Reliably negating permissions inside of a region

To reliably negate permission inside of a region


What might not work out is that you define a group in your permissions plugin that contains the negated permissions. Then you create and link a permdef to have inside of the region where you want permisisons to be negated. This might not work due to the adding order of groups and how your specific permission plugin handles that. Assuming the group for negation is named groupneg it would look like:

permdefs:
  # permdef states how permissions are manipulated.
  defneg:
    have-inside:
      groups:
      - groupneg
links:
  TheWorld:
    RegionA:
    - defneg

This would be pretty simple, however you would have to test it with your permissions plugin, if the negation works, also adding groups with permission plugins usually mean that the permission plugin will save back the permissions, which costs a good bit of performance.


Recommended way, but a little more complicated to set up:

You remove the permissions to be negated from your permissions plugins groups (you will add them only with RSP to guarantee negation is working), for the world you want the negation to take place in. Instead you add a filter permission to the groups / players who shall have the permissions normally, say rsp.filter.havesomething.

Assume the permissions you want to negate are something.first and something.second. RSP will use the filter permission to determine who should have the other permissions.
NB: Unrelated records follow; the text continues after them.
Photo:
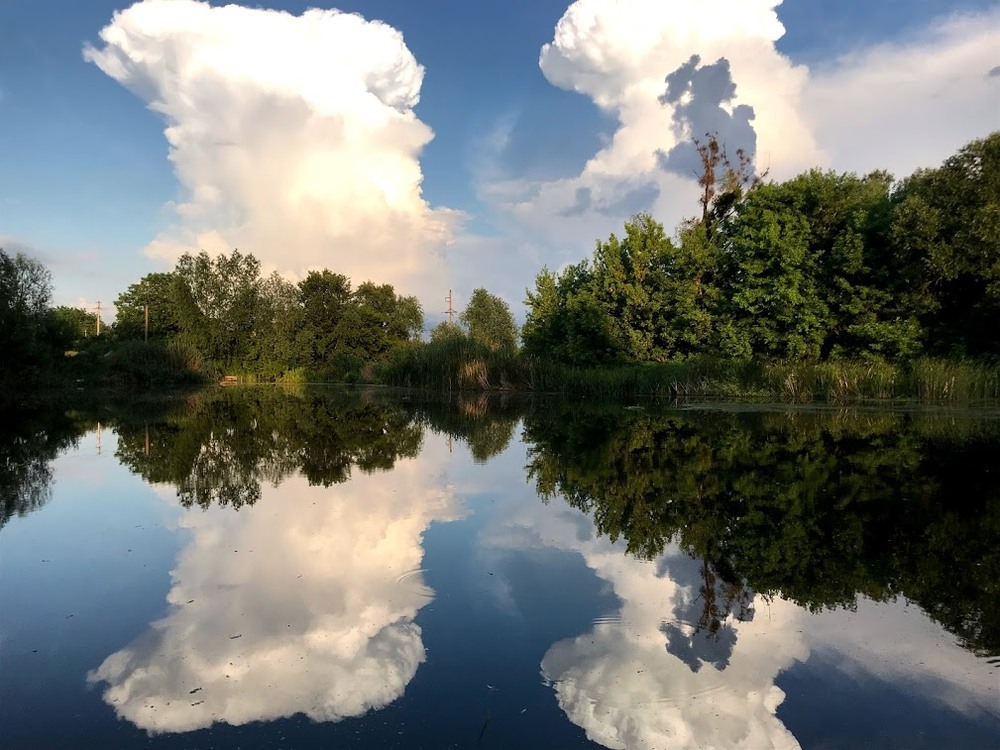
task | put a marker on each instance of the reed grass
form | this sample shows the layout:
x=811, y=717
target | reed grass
x=461, y=365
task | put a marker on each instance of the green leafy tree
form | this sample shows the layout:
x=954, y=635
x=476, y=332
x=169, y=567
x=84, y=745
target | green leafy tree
x=445, y=332
x=218, y=302
x=160, y=292
x=69, y=327
x=946, y=224
x=488, y=320
x=25, y=294
x=324, y=332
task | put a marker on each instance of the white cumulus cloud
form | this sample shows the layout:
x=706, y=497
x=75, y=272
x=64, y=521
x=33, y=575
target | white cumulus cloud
x=895, y=106
x=292, y=137
x=303, y=603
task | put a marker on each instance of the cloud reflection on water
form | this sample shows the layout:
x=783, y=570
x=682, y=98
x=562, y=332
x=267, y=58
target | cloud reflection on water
x=303, y=603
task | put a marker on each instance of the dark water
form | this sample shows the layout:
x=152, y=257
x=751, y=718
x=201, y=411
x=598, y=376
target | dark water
x=259, y=568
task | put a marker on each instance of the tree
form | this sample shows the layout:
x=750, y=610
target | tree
x=25, y=293
x=946, y=224
x=326, y=300
x=445, y=332
x=68, y=327
x=218, y=303
x=160, y=292
x=488, y=321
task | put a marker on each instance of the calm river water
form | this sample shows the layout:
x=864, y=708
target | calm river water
x=265, y=568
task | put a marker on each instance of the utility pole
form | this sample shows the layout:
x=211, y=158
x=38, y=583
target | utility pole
x=450, y=309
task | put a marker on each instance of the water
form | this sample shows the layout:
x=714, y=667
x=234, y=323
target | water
x=260, y=568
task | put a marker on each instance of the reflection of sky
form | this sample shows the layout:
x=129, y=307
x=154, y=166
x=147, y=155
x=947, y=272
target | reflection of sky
x=303, y=603
x=627, y=686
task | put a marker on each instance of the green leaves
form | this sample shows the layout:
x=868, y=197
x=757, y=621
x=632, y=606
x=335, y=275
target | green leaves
x=489, y=322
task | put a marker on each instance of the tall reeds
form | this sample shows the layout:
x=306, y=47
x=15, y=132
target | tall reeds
x=461, y=365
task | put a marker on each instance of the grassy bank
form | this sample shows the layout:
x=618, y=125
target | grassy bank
x=458, y=366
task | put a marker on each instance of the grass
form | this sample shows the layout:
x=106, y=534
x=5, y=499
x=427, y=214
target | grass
x=460, y=365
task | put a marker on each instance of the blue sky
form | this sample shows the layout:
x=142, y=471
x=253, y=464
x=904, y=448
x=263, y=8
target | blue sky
x=87, y=186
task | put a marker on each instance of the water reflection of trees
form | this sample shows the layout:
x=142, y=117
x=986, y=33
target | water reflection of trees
x=816, y=507
x=485, y=422
x=29, y=439
x=224, y=443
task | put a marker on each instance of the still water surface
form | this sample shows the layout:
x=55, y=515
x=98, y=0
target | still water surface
x=262, y=568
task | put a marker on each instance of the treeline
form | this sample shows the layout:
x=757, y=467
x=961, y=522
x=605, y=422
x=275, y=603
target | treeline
x=823, y=286
x=821, y=267
x=208, y=318
x=229, y=319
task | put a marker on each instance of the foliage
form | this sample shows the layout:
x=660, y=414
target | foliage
x=488, y=320
x=25, y=293
x=818, y=507
x=157, y=290
x=821, y=267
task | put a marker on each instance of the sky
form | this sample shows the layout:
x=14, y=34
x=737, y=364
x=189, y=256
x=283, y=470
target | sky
x=446, y=144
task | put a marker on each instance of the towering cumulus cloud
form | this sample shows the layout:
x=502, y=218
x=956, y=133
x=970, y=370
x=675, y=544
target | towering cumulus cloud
x=293, y=137
x=667, y=71
x=637, y=60
x=303, y=603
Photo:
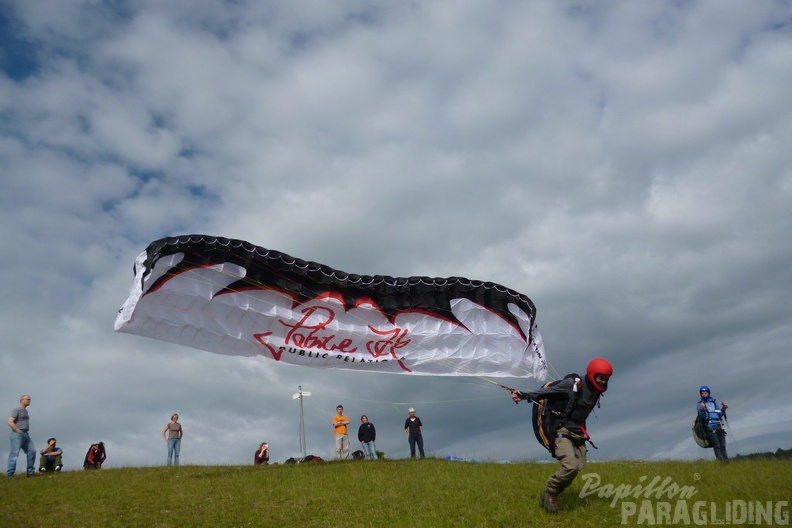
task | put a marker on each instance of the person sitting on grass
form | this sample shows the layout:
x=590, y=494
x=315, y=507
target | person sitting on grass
x=51, y=457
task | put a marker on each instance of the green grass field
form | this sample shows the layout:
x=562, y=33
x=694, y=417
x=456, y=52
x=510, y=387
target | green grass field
x=404, y=493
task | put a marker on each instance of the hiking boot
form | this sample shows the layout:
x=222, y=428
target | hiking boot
x=550, y=501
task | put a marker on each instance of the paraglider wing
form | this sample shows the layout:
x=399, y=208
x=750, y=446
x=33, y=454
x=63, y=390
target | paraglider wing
x=232, y=297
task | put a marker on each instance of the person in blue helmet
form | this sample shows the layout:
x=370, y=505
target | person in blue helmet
x=714, y=416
Now the configuration looks like this:

permdefs:
  # The permdef to be added normally inside of that world:
  defsomething:
    # The filter permission decides who is affected by this permdef.
    #  The players that have this permission from your permissions plugin,
    #   will have the groupsomething addedm then.
    filter-perm: rsp.filter.havesomething
    have-inside:
      groups:
      - groupsomething
  # The negation permdef:
  defneg:
    # Priority to ensure the negation overrides the other groups.
    priority: 10
    have-inside:
      groups:
      - groupneg

links:
   TheWorld:
     # __global__ concerns "everywhere" in that world:
     __global__:
     - defsomething
     # In region a the permdef "defneg" is applied.
     RegionA:
     - defneg

# Finally you define the grouping with permissions right here:
transient-groups:
  # The normal group containing the permissions.
  groupsomething:
  - something.second
  - something.first
  # The negating group with the permissions negated.
  # (Negation works with a prefix "-".)
  groupneg:
  - -something.second
  - -something.first

So the steps usually contain to set up your permission plugin with filter-permissions (and if needed ignore-permissions), then define permdefs, link them to regions, and also the transient-groups carrying the permissions finally.